Most people don’t realise that there are many different types of financial advisors and that not all of them are looking out for the client. It can start to get extremely complicated, but we’ve got you covered. In this article, we have narrowed down the broad range of financial advising into four prominent roles.
1. Insurance agents
Almost all of us at some point been approached by insurance agents or brokers to sign up for a new financial product. These agents are basically like your telemarketers or product salesman; their primary agenda is to push products on a monthly basis. So if you sign up for a big financial product that they claim to have all the benefits that you’re looking for, think again. Their only objective is to sell a target number of products, and their primary responsibility lies with the financial institution that they’re affiliated with and not the client.
2. Fee-Based Advisors
Fee-based advisors are on the fence when it comes to financial advice because the only people they serve are themselves. So say if you go to a financial advisor for immediate help on your finances then he or she is open to helping and push certain financial products that they are licensed to sell by financial institutions. Here is where things get tricky because you’re unsure whether you got great financial advice for the money you paid or whether it was all just a ploy to push a certain financial product on you. But if you insist on getting advice only when you require it, this is a solution that has its pros and cons.
3. Fee-only Advisors
Fee-only financial planning is where you can know for certain that the advice you’re getting is given with you being the sole beneficiary.

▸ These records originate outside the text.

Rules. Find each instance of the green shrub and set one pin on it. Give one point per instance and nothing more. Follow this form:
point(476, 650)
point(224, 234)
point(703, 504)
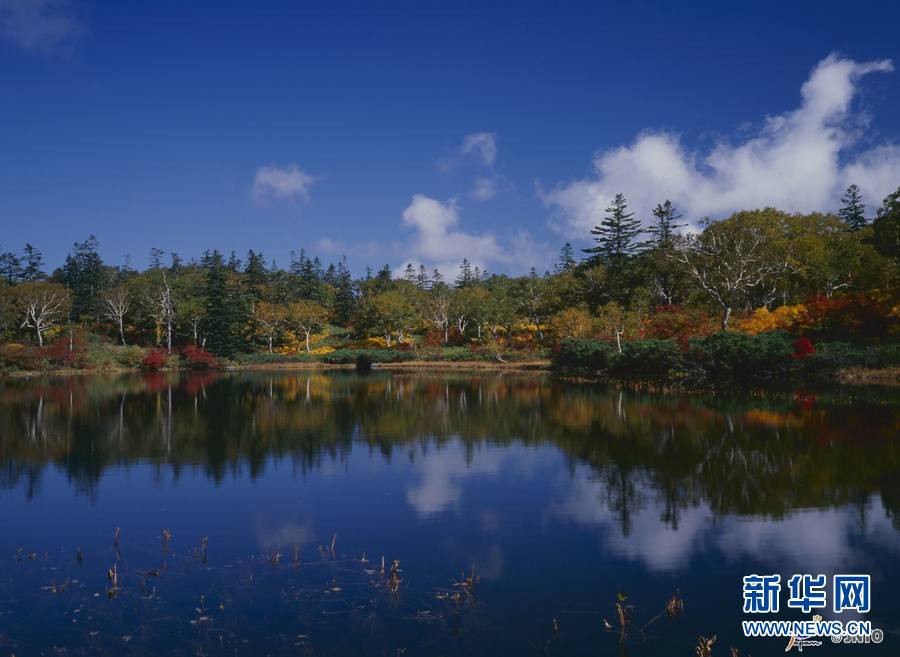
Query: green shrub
point(583, 358)
point(656, 361)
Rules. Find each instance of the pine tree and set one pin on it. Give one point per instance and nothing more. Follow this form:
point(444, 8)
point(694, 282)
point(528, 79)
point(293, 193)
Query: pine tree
point(422, 279)
point(84, 274)
point(466, 276)
point(853, 212)
point(34, 265)
point(256, 271)
point(664, 223)
point(615, 235)
point(566, 260)
point(221, 315)
point(10, 267)
point(156, 255)
point(345, 297)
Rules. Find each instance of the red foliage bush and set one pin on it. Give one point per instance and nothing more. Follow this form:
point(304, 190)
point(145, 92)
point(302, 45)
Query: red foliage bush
point(803, 347)
point(845, 317)
point(198, 359)
point(155, 360)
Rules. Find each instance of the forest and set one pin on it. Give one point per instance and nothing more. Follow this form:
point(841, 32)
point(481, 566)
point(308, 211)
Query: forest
point(649, 300)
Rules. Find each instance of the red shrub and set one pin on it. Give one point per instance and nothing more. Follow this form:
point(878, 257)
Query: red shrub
point(845, 317)
point(155, 360)
point(198, 359)
point(803, 347)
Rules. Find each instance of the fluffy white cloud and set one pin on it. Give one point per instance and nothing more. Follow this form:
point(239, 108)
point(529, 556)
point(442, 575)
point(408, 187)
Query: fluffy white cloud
point(482, 146)
point(40, 24)
point(487, 187)
point(478, 149)
point(288, 183)
point(802, 160)
point(438, 243)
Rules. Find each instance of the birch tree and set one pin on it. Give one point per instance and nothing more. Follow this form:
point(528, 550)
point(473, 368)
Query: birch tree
point(733, 257)
point(42, 306)
point(114, 305)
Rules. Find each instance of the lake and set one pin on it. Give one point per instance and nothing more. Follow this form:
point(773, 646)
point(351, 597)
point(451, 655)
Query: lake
point(328, 513)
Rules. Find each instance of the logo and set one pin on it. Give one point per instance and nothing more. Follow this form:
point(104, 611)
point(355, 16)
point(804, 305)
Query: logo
point(800, 641)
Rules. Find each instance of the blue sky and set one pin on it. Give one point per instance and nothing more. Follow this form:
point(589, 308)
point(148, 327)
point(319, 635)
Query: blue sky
point(428, 131)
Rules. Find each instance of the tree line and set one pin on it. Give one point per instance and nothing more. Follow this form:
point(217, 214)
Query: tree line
point(755, 270)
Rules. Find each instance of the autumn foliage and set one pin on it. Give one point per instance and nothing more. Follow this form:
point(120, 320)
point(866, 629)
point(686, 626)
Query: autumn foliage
point(197, 359)
point(155, 360)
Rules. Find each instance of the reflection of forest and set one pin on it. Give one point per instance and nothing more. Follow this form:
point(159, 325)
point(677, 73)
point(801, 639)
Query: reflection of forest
point(738, 455)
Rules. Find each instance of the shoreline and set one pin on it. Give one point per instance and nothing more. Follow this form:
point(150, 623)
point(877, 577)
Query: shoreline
point(854, 376)
point(539, 365)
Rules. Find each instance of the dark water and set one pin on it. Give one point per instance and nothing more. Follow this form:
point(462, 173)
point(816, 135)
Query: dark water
point(559, 496)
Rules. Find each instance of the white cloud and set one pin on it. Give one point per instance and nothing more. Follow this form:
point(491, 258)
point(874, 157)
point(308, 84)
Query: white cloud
point(40, 25)
point(288, 183)
point(482, 146)
point(486, 188)
point(802, 160)
point(439, 244)
point(478, 149)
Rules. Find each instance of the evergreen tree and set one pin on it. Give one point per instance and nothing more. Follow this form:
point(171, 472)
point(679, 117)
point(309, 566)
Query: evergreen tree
point(422, 279)
point(156, 255)
point(10, 268)
point(615, 235)
point(566, 262)
point(221, 315)
point(887, 227)
point(665, 223)
point(34, 265)
point(853, 211)
point(466, 277)
point(84, 275)
point(383, 279)
point(256, 272)
point(330, 276)
point(345, 297)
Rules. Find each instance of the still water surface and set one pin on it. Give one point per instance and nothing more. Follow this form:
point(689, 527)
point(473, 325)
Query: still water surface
point(559, 496)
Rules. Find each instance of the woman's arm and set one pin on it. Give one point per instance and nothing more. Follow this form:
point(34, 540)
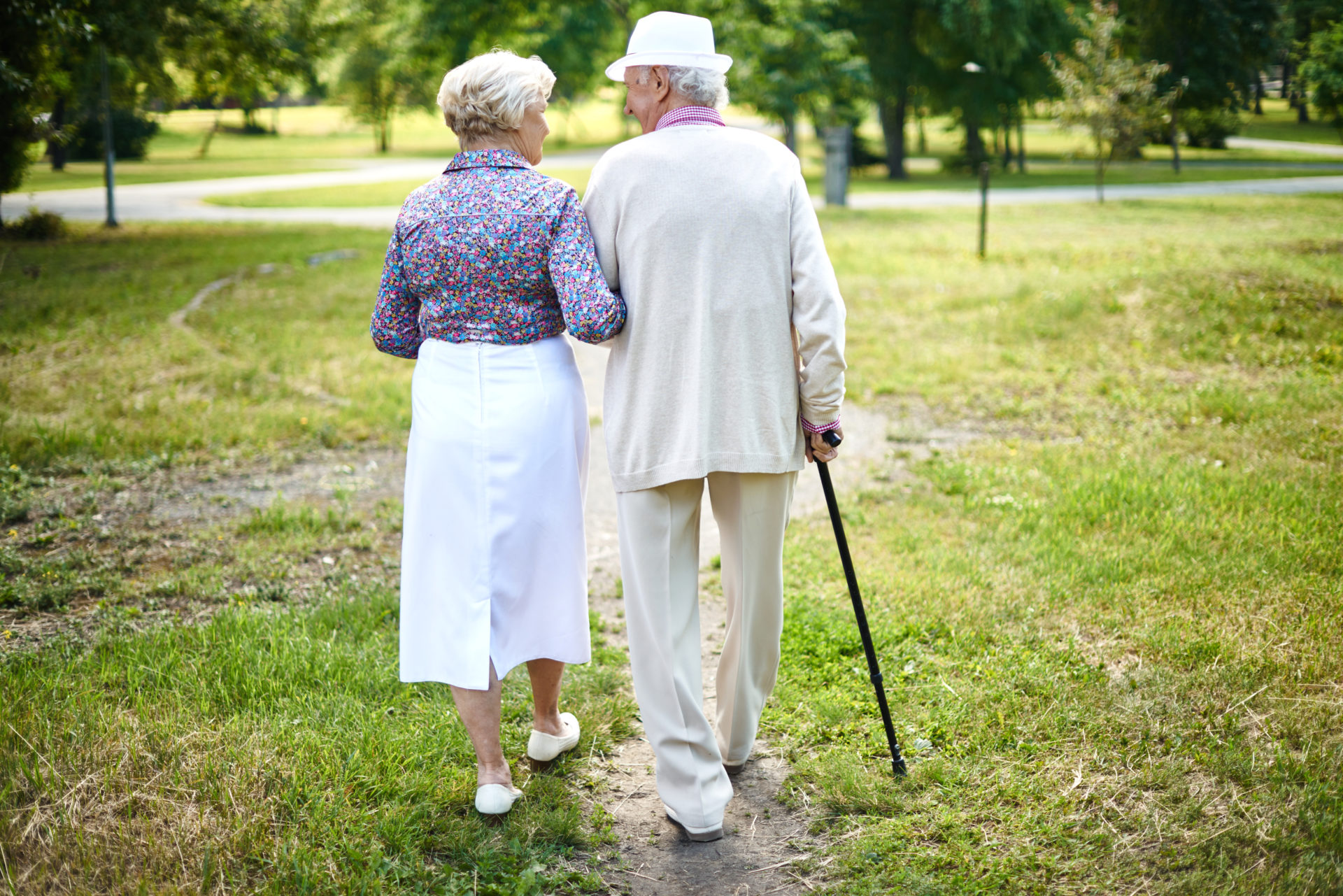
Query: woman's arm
point(591, 311)
point(395, 325)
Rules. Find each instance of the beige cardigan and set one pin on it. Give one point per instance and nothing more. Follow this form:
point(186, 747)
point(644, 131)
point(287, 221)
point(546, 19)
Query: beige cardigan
point(712, 239)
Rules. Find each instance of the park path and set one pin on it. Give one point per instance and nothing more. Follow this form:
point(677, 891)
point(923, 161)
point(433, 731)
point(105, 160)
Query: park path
point(185, 201)
point(1286, 145)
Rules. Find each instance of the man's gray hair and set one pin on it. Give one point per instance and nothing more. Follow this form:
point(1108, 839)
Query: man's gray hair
point(700, 86)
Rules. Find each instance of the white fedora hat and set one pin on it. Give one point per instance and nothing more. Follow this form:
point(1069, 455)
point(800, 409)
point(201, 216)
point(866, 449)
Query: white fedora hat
point(671, 39)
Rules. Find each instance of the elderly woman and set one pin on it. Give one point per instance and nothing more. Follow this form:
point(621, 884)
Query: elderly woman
point(488, 266)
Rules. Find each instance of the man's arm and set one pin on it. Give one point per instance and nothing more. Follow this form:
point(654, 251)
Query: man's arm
point(601, 208)
point(817, 316)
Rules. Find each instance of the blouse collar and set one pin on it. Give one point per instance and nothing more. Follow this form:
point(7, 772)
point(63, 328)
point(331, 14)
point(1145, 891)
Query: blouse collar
point(488, 159)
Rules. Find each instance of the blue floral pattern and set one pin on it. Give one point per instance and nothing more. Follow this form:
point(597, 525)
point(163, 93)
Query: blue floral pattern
point(492, 252)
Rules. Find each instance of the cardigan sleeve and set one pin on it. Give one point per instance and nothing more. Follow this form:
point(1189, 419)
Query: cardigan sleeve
point(604, 220)
point(395, 325)
point(592, 312)
point(818, 316)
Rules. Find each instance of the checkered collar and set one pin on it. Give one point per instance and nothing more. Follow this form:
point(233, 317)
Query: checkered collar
point(690, 116)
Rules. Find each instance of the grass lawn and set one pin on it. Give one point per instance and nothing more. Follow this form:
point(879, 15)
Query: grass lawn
point(1279, 122)
point(1042, 173)
point(309, 138)
point(387, 194)
point(1109, 620)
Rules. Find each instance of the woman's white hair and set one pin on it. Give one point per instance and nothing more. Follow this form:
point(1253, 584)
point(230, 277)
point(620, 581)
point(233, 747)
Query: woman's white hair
point(489, 94)
point(700, 86)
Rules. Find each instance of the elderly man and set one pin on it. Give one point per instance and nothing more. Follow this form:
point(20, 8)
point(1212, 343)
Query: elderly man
point(711, 236)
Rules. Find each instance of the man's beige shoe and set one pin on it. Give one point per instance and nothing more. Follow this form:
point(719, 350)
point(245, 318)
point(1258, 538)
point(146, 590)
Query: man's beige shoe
point(700, 834)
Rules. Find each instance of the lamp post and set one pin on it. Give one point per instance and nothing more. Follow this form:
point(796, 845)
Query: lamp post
point(109, 160)
point(839, 141)
point(974, 69)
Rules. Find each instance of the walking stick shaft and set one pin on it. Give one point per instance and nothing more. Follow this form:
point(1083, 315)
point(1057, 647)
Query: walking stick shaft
point(897, 763)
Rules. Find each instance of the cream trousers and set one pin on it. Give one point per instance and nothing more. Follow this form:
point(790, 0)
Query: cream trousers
point(660, 566)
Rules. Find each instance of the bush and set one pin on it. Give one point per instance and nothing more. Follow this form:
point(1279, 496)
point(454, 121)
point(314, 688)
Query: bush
point(36, 225)
point(131, 135)
point(1209, 128)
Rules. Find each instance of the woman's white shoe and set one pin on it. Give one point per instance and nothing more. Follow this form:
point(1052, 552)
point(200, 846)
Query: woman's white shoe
point(543, 747)
point(495, 799)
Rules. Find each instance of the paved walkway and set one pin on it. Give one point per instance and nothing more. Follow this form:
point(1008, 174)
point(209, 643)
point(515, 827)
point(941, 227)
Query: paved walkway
point(1284, 145)
point(185, 201)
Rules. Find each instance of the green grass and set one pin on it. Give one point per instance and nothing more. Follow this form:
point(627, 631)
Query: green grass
point(1111, 624)
point(385, 194)
point(1109, 620)
point(273, 750)
point(92, 367)
point(1279, 122)
point(309, 138)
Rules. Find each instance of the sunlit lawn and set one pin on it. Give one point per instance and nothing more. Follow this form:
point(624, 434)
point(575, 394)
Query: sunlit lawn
point(309, 138)
point(1279, 122)
point(1109, 620)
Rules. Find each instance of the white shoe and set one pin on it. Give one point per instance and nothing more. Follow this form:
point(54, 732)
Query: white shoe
point(495, 799)
point(543, 747)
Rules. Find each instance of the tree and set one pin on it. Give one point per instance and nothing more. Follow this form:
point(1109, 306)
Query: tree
point(1323, 71)
point(888, 34)
point(1211, 49)
point(31, 29)
point(1103, 90)
point(233, 49)
point(1007, 41)
point(1302, 19)
point(791, 61)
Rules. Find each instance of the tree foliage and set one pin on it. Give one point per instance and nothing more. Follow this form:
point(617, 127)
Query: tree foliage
point(1213, 49)
point(1103, 90)
point(33, 29)
point(1323, 71)
point(793, 59)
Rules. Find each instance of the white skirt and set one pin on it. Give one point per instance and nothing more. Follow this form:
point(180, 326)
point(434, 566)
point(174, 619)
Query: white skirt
point(493, 557)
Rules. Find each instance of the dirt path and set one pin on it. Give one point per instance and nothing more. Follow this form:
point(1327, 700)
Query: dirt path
point(769, 848)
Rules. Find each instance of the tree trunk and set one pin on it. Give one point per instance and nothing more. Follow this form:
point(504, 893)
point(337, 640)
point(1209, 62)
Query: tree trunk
point(893, 128)
point(210, 135)
point(57, 145)
point(1175, 138)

Large banks and institutions do not have fee-only advisors, and these types of advisors can be seen in independent financial institutions. These financial advisors work on either an hourly basis or like your legal advisor, who in most cases would be on a retainer. The key here is to find the right advisor with the right client profile and level of experience. Also, remember that the financial product that you’re signing is going to be in your best interest because fee-only financial planners don’t push financial products as a part of their job unless it benefits you.
Registered Investment advisors are affiliated with large financial institutes, and their sole purpose is to work for the client. They handle complex cases where the client either has a lot of assets or if their net worth is beyond a certain point. Besides that, the RIAs are quite similar to fee-only advisors.